Vincent Kompany comentou o alegado episódio de racismo envolvendo Prestianni e Vinícius no Benfica-Real Madrid e afirmou acreditar na versão do brasileiro: “Eu estava a ver em direto o jogo. A reação do Vinícius é natural, não tem nada de encenação. Não vejo qualquer vantagem para ele em colocar nos ombros do árbitro toda a sua angústia. O Mbappé, que costuma ser diplomático, também não teve dúvidas do que ouviu”.
O treinador do Bayern deixou também um apelo ao jogador encarnado: “Se for verdade que o jogador do Benfica disse algo assim tão grave, que peça desculpa, assuma o erro e que isso tenha impacto no castigo que lhe for aplicado. Que possa ser uma oportunidade de melhorar. O que não se pode fazer é punir alguém injustamente ou descredibilizar uma pessoa que se queixou de algo que experienciou e que será muito doloroso”.
Na antevisão ao jogo com o Eintracht Frankfurt, Kompany criticou diretamente José Mourinho: “José Mourinho basicamente atacou o caráter do Vini, ao usar os festejos dele para descredibilizar o que aconteceu. Em termos de liderança, é um erro enorme. É algo que não devemos aceitar”.
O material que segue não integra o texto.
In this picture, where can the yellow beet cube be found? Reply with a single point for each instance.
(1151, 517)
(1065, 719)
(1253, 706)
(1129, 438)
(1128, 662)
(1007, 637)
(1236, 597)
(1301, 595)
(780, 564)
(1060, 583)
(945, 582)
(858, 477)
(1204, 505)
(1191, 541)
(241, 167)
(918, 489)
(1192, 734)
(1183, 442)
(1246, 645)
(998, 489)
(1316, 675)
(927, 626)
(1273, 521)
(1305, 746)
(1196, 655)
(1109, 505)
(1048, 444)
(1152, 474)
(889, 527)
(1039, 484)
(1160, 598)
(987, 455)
Recordando episódios antigos do técnico português, acrescentou: “Quando correu pela linha lateral em Old Trafford, ou quando celebrou em frente aos adeptos do Barcelona na meia-final com o Inter Milão, ou quando confrontou o árbitro no jogo entre a Roma e o Sevilha, sendo que o árbitro teve de deixar o país sob proteção, se alguém tivesse sido racista contra o Mourinho nessa altura eu diria: Parem, não importa a forma como festeja, vamos ouvir o que ele tem a dizer”.
Kompany criticou ainda o argumento usado pelo treinador do Benfica ao referir Eusébio: “Disse que o Benfica não pode ser racista porque o melhor jogador do clube foi o Eusébio. Será que sabe o que os jogadores negros tiveram de passar nos anos de 1960? Estava lá para acompanhar o Eusébio em todos os jogos fora e para ver o que aconteceu? Provavelmente, naquela altura, a única opção que Eusébio tinha era a de ficar calado e ser dez vezes melhor para ter um bocadinho de crédito”.
Por fim, revelou experiência pessoal semelhante, recordando ter sido alvo de insultos racistas no seu país natal, quando defrontou o Club Brugge e foi chamado de “macaco castanho”.